Overview

About ClusterFactory

ClusterFactory is a modern and very powerful cluster manager.

It brings together best-in-class solutions from the HPC, Cloud, and DevOps industries to deploy and manage compute clusters in a declarative way in combination with the GitOps practice.

ClusterFactory is the easiest method to make your infrastructure ready to join the DeepSquare Grid.

To learn more about ClusterFactory, please have a look to its dedicated documentation

ClusterFactory allows DeepSquare to maintain a common software stack to facilitate provisioning, maintenance and writing infrastructure as code for bare-metal and cloud clusters.

What is deployed with ClusterFactory

Do remember that ClusterFactory acts as the control plane of the whole cluster. It plays a crucial role in managing the entire cluster. It hosts various components necessary for the proper functioning of DeepSquare's compute plane.

ClusterFactory will be primarily used to deploy the following stacks:

The vanilla Kubernetes stack: This stack provides the foundation for running Kubernetes services within the cluster.
The network stack:
- Traefik: It acts as the main entry point for Kubernetes services, functioning as a Layer 7 router and load balancer.
- MetalLB: This component announces IP addresses for Kubernetes LoadBalancer services.
- Multus: It enables multiple network interfaces with CNI plugins and serves as a secondary entry point for Kubernetes services that require the L2 network layer of the local network.
- CoreDNS: This is the primary domain name server for the entire cluster.
The GitOps stack:
- ArgoCD: It facilitates continuous deployment based on Git as the source of truth.
- cert-manager: A powerful tool for generating and managing TLS certificates.
- sealed-secrets: This component allows encrypted secrets to be stored on Git.
The provisioning stack:
- Grendel: It is an all-in-one bare-metal provisioner that incorporates, a DHCP server, a PXE server, an HTTP server, a TFTP server, and an IPMI controller.
The software stack:
- NFS CSI driver and local-path provisioner: These components enable storage provisioning for Kubernetes.
- MariaDB: The database used by SLURM, a batch job scheduler for High-Performance Computing (HPC).
- 389ds: The LDAP server utilized by SLURM and the compute nodes.
- Provider LDAP connector: This DeepSquare solution automatically registers DeepSquare users with the LDAP server.
- SLURM: The batch job scheduler responsible for managing HPC workloads.
  - A login container: It serves as the main entry point for submitting SLURM batch scripts.
  - The controller container: It manages the SLURM system.
  - The database container: This connects MariaDB with the SLURM controller.
- The provider Supervisor: This DeepSquare solution bridges DeepSquare with SLURM.
- CVMFS Stratum 1: A CVMFS server that replicates software exported on the compute nodes for the DeepSquare Grid.

Take time to learn about these softwares as they will be used during the deployment process.

Architecture of a deployed cluster with ClusterFactory

The goal is to deploy the stacks, but it can be too complex to understand how everything is connected, so let's start with the basics.

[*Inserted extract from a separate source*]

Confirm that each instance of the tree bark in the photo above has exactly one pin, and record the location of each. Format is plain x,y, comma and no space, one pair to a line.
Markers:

At the beginning, there is a bare-metal Kubernetes Cluster

When setting up a Kubernetes Cluster, there are two types of nodes that can be deployed: the Kubernetes controllers and the Kubernetes workers. The controllers are like the brain of the Kubernetes system and are responsible for managing different aspects of the cluster such as the deployment, scaling, and rollout of applications. On the other hand, the workers are the ones responsible for running the actual workloads and executing the containers.

k0s Controller processes

k0s worker processes

Usually, it's recommended to have an odd number of controllers for better fault tolerance. However, for simplicity, in this guide, we will combine the controllers and workers. If you want to separate the controllers and workers, it's recommended to follow the K0s control plane high availability guide.

After setting up the controllers and workers, the Kubernetes API will be available, which you can connect to by fetching the kubeconfig. You can then use tools like Lens and kubectl to manage the cluster.

The Kubernetes workers will have pods (group of containers) running on it which are controlled by either a ReplicatSet/Deployment, a StatefulSet or a DaemonSet.

If you don't know what these resources are, these are the different types of Kubernetes workloads! To learn more, check out the Kubernetes documentation.

Then, we add the network stack for inter-pod and external-to-service communications

On Kubernetes, the smallest unit of workload that can be deployed is a Pod, which itself is a group of containers. Each pod is assigned a static IP for pod-to-external communication. To facilitate inter-pod and external-to-pod communications, it is necessary to utilize a Kubernetes Service object.

Why is this necessary? In a Kubernetes cluster, pods are ephemeral and their IP addresses can change frequently. To ensure stable network communication, Kubernetes introduces the concept of a Service. A Service assigns a consistent IP address and DNS name to a group of pods, ensuring continuous connectivity even as pods change. This abstraction eliminates the need for clients to connect directly to individual pods, providing a reliable and scalable solution for intra-cluster communication.

For inter-pod communication, ClusterIP Services are commonly used, which is the default type of Service. To further facilitate communication between pods, Kubernetes automatically creates DNS records for services and pods.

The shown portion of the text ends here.